She passed out a worksheet to answer questions like, “What makes me angry is… What makes me happy is… My favorite thing is… My greatest fear is…” and then she instructed them to add a question from the board at the bottom: “My pet is…”

“After you fill out the worksheet, count up your similarities with the other classmates in your group.” Mentally, Amy ticked the learning outcomes for the lesson as she doled out the instructions. “Which group do you predict will have the most invisible similarities? Let’s find out.”

They shared in groups and she went around listening to the investigation. The groups also filled in pie charts of their similarities and translated the charts to percentages.

One of the parents stopped her. “Is your husband okay?”

“Yes.” She caught Pyro’s eye, still watching with interest from outside the class, resting his palms on the window. “He came to support me tonight.”

The parents were quite surprised.

“If no one objects, I’ll introduce him at the end of class.”
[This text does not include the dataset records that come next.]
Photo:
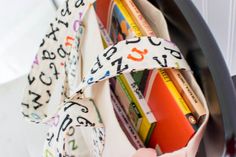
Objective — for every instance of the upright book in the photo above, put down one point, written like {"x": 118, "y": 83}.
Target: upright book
{"x": 187, "y": 93}
{"x": 148, "y": 119}
{"x": 175, "y": 122}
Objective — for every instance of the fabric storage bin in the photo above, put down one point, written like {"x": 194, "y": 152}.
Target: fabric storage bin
{"x": 191, "y": 43}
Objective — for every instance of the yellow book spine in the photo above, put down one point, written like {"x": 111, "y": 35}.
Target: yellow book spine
{"x": 128, "y": 18}
{"x": 145, "y": 125}
{"x": 178, "y": 98}
{"x": 138, "y": 17}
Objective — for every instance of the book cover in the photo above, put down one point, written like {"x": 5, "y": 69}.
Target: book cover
{"x": 186, "y": 92}
{"x": 149, "y": 120}
{"x": 175, "y": 122}
{"x": 125, "y": 123}
{"x": 138, "y": 18}
{"x": 128, "y": 104}
{"x": 121, "y": 27}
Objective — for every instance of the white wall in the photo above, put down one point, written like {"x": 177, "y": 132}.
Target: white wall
{"x": 220, "y": 15}
{"x": 21, "y": 32}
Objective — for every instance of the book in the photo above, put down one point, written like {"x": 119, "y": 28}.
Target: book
{"x": 125, "y": 124}
{"x": 128, "y": 104}
{"x": 138, "y": 18}
{"x": 120, "y": 24}
{"x": 149, "y": 121}
{"x": 175, "y": 122}
{"x": 187, "y": 93}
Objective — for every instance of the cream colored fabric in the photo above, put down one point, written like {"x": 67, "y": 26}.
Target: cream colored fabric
{"x": 78, "y": 109}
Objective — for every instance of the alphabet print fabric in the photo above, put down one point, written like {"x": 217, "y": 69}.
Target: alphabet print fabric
{"x": 54, "y": 94}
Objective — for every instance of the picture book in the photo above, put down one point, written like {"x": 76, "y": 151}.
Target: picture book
{"x": 138, "y": 18}
{"x": 128, "y": 104}
{"x": 125, "y": 123}
{"x": 149, "y": 121}
{"x": 175, "y": 122}
{"x": 186, "y": 92}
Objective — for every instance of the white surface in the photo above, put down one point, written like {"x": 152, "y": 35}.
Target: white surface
{"x": 23, "y": 24}
{"x": 18, "y": 137}
{"x": 221, "y": 19}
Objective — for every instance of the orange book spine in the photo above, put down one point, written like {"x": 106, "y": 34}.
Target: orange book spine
{"x": 138, "y": 18}
{"x": 173, "y": 129}
{"x": 186, "y": 92}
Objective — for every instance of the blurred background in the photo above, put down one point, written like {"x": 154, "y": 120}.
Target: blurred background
{"x": 23, "y": 25}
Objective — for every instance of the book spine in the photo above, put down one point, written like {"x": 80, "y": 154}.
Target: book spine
{"x": 149, "y": 121}
{"x": 130, "y": 107}
{"x": 128, "y": 18}
{"x": 186, "y": 92}
{"x": 126, "y": 125}
{"x": 179, "y": 99}
{"x": 138, "y": 17}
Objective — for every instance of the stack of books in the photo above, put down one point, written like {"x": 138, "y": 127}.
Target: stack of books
{"x": 155, "y": 108}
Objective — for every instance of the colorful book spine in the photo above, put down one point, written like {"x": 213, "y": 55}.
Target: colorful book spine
{"x": 128, "y": 18}
{"x": 149, "y": 121}
{"x": 175, "y": 123}
{"x": 186, "y": 92}
{"x": 179, "y": 99}
{"x": 127, "y": 127}
{"x": 128, "y": 104}
{"x": 138, "y": 17}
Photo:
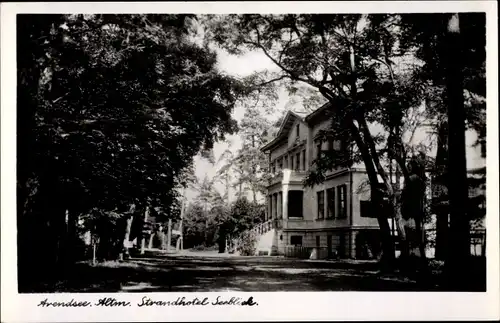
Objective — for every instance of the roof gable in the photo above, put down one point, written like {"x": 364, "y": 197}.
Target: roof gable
{"x": 284, "y": 129}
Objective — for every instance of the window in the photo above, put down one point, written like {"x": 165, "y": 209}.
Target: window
{"x": 280, "y": 205}
{"x": 295, "y": 201}
{"x": 366, "y": 210}
{"x": 330, "y": 200}
{"x": 321, "y": 204}
{"x": 296, "y": 240}
{"x": 337, "y": 145}
{"x": 342, "y": 210}
{"x": 275, "y": 203}
{"x": 270, "y": 204}
{"x": 303, "y": 160}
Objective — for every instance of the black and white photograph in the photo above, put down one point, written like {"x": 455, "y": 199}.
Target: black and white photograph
{"x": 177, "y": 152}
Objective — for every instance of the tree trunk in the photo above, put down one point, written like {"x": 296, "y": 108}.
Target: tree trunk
{"x": 457, "y": 259}
{"x": 150, "y": 243}
{"x": 440, "y": 184}
{"x": 169, "y": 235}
{"x": 143, "y": 239}
{"x": 388, "y": 253}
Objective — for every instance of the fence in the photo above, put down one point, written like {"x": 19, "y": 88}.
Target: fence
{"x": 477, "y": 242}
{"x": 302, "y": 252}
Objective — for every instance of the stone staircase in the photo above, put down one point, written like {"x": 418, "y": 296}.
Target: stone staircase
{"x": 266, "y": 239}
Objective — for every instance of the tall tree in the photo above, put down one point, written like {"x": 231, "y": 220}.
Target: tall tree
{"x": 112, "y": 108}
{"x": 350, "y": 60}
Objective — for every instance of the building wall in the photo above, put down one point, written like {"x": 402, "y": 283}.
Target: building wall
{"x": 303, "y": 132}
{"x": 278, "y": 151}
{"x": 361, "y": 193}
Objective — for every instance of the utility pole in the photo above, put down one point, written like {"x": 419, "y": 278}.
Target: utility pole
{"x": 169, "y": 234}
{"x": 143, "y": 240}
{"x": 459, "y": 242}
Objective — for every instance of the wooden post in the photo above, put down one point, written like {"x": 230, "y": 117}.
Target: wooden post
{"x": 143, "y": 240}
{"x": 93, "y": 252}
{"x": 169, "y": 234}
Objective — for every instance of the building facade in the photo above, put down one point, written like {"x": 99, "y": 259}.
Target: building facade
{"x": 332, "y": 219}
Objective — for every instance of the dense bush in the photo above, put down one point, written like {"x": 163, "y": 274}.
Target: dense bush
{"x": 247, "y": 243}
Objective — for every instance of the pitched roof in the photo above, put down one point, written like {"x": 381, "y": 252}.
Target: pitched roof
{"x": 285, "y": 127}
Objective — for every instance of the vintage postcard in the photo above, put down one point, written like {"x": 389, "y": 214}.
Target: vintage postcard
{"x": 243, "y": 161}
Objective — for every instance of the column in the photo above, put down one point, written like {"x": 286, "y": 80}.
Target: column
{"x": 275, "y": 197}
{"x": 285, "y": 201}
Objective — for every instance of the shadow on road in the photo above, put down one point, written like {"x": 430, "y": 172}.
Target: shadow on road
{"x": 203, "y": 274}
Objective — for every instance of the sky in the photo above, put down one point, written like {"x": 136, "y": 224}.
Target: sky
{"x": 247, "y": 64}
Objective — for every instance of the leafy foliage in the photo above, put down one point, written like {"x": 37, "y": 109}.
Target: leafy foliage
{"x": 247, "y": 243}
{"x": 111, "y": 110}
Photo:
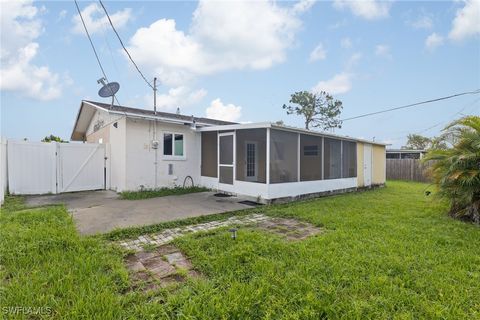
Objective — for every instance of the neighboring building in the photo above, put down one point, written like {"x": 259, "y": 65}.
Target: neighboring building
{"x": 261, "y": 160}
{"x": 405, "y": 154}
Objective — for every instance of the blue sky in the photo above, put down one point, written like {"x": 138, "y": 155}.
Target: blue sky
{"x": 242, "y": 60}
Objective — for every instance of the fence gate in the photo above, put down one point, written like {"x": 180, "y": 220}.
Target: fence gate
{"x": 38, "y": 168}
{"x": 80, "y": 167}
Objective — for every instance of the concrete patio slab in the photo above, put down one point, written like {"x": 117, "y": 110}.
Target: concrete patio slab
{"x": 102, "y": 211}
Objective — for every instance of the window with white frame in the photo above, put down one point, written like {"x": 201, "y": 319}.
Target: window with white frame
{"x": 173, "y": 145}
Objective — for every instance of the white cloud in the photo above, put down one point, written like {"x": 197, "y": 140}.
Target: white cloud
{"x": 346, "y": 43}
{"x": 467, "y": 21}
{"x": 319, "y": 53}
{"x": 422, "y": 22}
{"x": 382, "y": 50}
{"x": 433, "y": 41}
{"x": 218, "y": 40}
{"x": 226, "y": 112}
{"x": 179, "y": 97}
{"x": 20, "y": 27}
{"x": 340, "y": 83}
{"x": 367, "y": 9}
{"x": 303, "y": 6}
{"x": 96, "y": 20}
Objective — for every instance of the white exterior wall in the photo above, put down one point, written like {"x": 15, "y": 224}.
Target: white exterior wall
{"x": 140, "y": 156}
{"x": 117, "y": 158}
{"x": 3, "y": 169}
{"x": 280, "y": 190}
{"x": 99, "y": 117}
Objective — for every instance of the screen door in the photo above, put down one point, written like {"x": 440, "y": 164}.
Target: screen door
{"x": 226, "y": 158}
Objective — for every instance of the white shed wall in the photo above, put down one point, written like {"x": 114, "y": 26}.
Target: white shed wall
{"x": 117, "y": 159}
{"x": 280, "y": 190}
{"x": 102, "y": 117}
{"x": 140, "y": 156}
{"x": 3, "y": 169}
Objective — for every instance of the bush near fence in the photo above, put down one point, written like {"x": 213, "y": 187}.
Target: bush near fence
{"x": 408, "y": 169}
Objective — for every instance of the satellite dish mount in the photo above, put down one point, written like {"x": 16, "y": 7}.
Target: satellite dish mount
{"x": 108, "y": 89}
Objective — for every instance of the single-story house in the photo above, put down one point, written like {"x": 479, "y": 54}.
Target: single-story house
{"x": 264, "y": 161}
{"x": 405, "y": 153}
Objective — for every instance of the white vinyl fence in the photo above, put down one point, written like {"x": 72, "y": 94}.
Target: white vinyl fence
{"x": 3, "y": 169}
{"x": 39, "y": 168}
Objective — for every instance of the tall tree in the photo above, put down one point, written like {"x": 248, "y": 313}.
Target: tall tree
{"x": 320, "y": 110}
{"x": 456, "y": 171}
{"x": 419, "y": 142}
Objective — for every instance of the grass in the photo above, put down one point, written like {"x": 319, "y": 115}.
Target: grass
{"x": 391, "y": 253}
{"x": 160, "y": 192}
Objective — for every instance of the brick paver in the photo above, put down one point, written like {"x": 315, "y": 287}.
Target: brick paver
{"x": 166, "y": 236}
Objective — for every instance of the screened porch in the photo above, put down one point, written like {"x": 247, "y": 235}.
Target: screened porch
{"x": 268, "y": 161}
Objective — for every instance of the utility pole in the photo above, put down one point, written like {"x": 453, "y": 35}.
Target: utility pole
{"x": 155, "y": 129}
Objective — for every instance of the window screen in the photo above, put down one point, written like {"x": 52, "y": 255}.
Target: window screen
{"x": 251, "y": 148}
{"x": 310, "y": 157}
{"x": 283, "y": 156}
{"x": 209, "y": 154}
{"x": 226, "y": 175}
{"x": 349, "y": 159}
{"x": 179, "y": 144}
{"x": 167, "y": 144}
{"x": 332, "y": 160}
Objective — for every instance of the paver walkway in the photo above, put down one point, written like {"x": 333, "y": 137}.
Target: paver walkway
{"x": 168, "y": 235}
{"x": 291, "y": 229}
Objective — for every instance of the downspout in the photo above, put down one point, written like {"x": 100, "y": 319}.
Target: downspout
{"x": 155, "y": 129}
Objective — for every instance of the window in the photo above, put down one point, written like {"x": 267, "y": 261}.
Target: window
{"x": 178, "y": 145}
{"x": 173, "y": 145}
{"x": 310, "y": 158}
{"x": 332, "y": 166}
{"x": 209, "y": 154}
{"x": 349, "y": 159}
{"x": 283, "y": 156}
{"x": 310, "y": 150}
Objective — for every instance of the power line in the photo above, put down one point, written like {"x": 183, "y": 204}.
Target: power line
{"x": 123, "y": 46}
{"x": 413, "y": 104}
{"x": 93, "y": 46}
{"x": 420, "y": 131}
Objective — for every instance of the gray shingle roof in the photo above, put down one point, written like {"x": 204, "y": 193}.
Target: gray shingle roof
{"x": 161, "y": 114}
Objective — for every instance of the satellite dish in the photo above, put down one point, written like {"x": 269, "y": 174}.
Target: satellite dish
{"x": 109, "y": 89}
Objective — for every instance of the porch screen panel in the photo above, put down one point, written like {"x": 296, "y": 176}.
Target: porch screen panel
{"x": 226, "y": 149}
{"x": 251, "y": 148}
{"x": 283, "y": 156}
{"x": 332, "y": 168}
{"x": 310, "y": 158}
{"x": 226, "y": 175}
{"x": 209, "y": 154}
{"x": 349, "y": 159}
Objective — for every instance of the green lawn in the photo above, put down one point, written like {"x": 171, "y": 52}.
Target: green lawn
{"x": 391, "y": 253}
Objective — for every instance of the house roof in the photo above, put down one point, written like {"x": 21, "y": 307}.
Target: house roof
{"x": 259, "y": 125}
{"x": 406, "y": 151}
{"x": 88, "y": 108}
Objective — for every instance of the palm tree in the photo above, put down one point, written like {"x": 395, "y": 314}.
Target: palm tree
{"x": 456, "y": 171}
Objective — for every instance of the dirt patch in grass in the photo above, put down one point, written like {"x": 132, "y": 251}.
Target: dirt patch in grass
{"x": 159, "y": 268}
{"x": 291, "y": 229}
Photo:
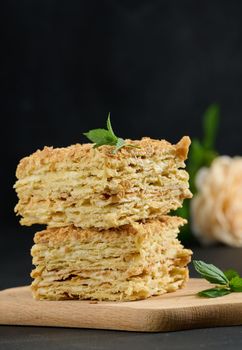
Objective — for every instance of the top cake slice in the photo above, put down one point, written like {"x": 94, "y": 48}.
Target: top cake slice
{"x": 93, "y": 187}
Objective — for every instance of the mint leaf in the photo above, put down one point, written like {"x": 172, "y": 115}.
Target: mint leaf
{"x": 210, "y": 126}
{"x": 231, "y": 274}
{"x": 210, "y": 272}
{"x": 110, "y": 129}
{"x": 214, "y": 292}
{"x": 107, "y": 136}
{"x": 236, "y": 284}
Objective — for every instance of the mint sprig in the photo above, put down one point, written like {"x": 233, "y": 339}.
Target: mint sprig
{"x": 226, "y": 282}
{"x": 107, "y": 136}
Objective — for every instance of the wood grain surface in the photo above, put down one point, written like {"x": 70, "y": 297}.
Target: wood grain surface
{"x": 174, "y": 311}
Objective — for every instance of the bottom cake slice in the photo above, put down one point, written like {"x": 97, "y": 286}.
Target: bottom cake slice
{"x": 127, "y": 263}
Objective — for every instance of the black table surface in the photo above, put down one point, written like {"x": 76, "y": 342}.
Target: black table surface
{"x": 14, "y": 271}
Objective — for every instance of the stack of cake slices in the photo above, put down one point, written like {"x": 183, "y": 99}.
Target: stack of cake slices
{"x": 108, "y": 235}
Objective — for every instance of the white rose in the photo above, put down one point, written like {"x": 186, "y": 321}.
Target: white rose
{"x": 216, "y": 209}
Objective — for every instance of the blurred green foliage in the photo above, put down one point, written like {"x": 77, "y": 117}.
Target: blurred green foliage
{"x": 202, "y": 153}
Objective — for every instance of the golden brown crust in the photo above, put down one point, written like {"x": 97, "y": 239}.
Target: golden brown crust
{"x": 63, "y": 234}
{"x": 146, "y": 148}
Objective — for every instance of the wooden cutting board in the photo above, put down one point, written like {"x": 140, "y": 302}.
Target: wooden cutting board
{"x": 170, "y": 312}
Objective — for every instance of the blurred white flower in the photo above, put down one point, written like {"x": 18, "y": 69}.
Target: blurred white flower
{"x": 216, "y": 209}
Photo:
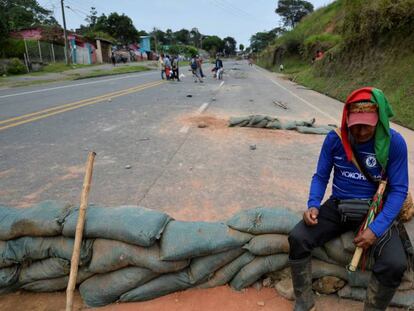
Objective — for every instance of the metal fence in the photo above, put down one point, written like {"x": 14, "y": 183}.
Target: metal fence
{"x": 43, "y": 52}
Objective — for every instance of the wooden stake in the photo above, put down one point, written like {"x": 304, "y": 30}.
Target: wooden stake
{"x": 79, "y": 232}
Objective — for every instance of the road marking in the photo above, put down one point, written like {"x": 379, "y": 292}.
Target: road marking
{"x": 75, "y": 105}
{"x": 300, "y": 98}
{"x": 199, "y": 111}
{"x": 105, "y": 96}
{"x": 74, "y": 85}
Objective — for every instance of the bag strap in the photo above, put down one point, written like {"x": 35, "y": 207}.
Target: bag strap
{"x": 354, "y": 160}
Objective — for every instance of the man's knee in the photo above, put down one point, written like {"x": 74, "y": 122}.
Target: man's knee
{"x": 298, "y": 244}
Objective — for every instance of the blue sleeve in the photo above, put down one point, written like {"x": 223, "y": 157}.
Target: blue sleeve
{"x": 397, "y": 172}
{"x": 323, "y": 171}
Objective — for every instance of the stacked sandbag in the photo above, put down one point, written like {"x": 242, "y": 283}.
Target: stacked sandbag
{"x": 268, "y": 122}
{"x": 132, "y": 253}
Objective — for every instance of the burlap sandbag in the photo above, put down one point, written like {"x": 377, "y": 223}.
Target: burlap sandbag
{"x": 110, "y": 255}
{"x": 226, "y": 273}
{"x": 183, "y": 240}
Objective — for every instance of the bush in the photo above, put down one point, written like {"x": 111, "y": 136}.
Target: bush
{"x": 16, "y": 67}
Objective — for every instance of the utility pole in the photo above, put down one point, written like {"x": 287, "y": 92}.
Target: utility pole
{"x": 65, "y": 33}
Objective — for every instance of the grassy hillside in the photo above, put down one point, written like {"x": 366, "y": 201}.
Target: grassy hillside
{"x": 366, "y": 43}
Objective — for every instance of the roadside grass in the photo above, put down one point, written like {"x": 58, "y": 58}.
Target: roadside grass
{"x": 395, "y": 78}
{"x": 113, "y": 71}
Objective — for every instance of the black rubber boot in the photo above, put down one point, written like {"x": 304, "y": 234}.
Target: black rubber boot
{"x": 302, "y": 284}
{"x": 378, "y": 296}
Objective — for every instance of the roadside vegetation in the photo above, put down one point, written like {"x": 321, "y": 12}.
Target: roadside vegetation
{"x": 365, "y": 43}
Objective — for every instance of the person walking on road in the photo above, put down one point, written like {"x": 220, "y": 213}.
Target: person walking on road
{"x": 167, "y": 64}
{"x": 218, "y": 68}
{"x": 379, "y": 152}
{"x": 175, "y": 69}
{"x": 161, "y": 65}
{"x": 194, "y": 69}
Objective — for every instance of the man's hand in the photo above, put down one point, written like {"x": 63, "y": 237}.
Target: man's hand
{"x": 365, "y": 239}
{"x": 310, "y": 217}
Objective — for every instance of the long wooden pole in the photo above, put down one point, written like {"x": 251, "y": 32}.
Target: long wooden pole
{"x": 358, "y": 251}
{"x": 79, "y": 232}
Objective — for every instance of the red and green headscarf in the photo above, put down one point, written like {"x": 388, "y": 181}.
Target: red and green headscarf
{"x": 382, "y": 132}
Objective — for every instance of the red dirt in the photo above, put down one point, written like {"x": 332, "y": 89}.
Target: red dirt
{"x": 219, "y": 298}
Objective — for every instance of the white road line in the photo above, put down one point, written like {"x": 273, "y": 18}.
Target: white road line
{"x": 75, "y": 85}
{"x": 303, "y": 100}
{"x": 199, "y": 111}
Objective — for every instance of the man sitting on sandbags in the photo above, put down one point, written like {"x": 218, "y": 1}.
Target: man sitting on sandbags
{"x": 379, "y": 153}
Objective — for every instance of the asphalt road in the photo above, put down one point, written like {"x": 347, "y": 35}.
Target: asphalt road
{"x": 150, "y": 150}
{"x": 163, "y": 145}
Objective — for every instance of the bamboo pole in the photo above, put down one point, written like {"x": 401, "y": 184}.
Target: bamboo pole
{"x": 79, "y": 232}
{"x": 358, "y": 251}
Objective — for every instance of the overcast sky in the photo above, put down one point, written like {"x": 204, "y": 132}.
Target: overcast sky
{"x": 239, "y": 19}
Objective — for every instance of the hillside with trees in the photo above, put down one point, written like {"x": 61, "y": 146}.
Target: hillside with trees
{"x": 364, "y": 43}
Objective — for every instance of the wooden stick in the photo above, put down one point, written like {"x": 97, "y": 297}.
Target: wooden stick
{"x": 358, "y": 251}
{"x": 79, "y": 232}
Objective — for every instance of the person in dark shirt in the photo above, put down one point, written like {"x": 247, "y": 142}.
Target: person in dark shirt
{"x": 365, "y": 135}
They were obviously curious to see the person who had survived kidnapping and torture.

She brought the class back together for their final report.

Her students predicted that the group composed of three best friends or same sports players would have the most invisible similarities, but after reporting out, a more creative group won. In the pet example, for instance, three had pet hamsters and the fourth had a pet rat, so they counted it as “We all have pet rodents” and got the most similarity points.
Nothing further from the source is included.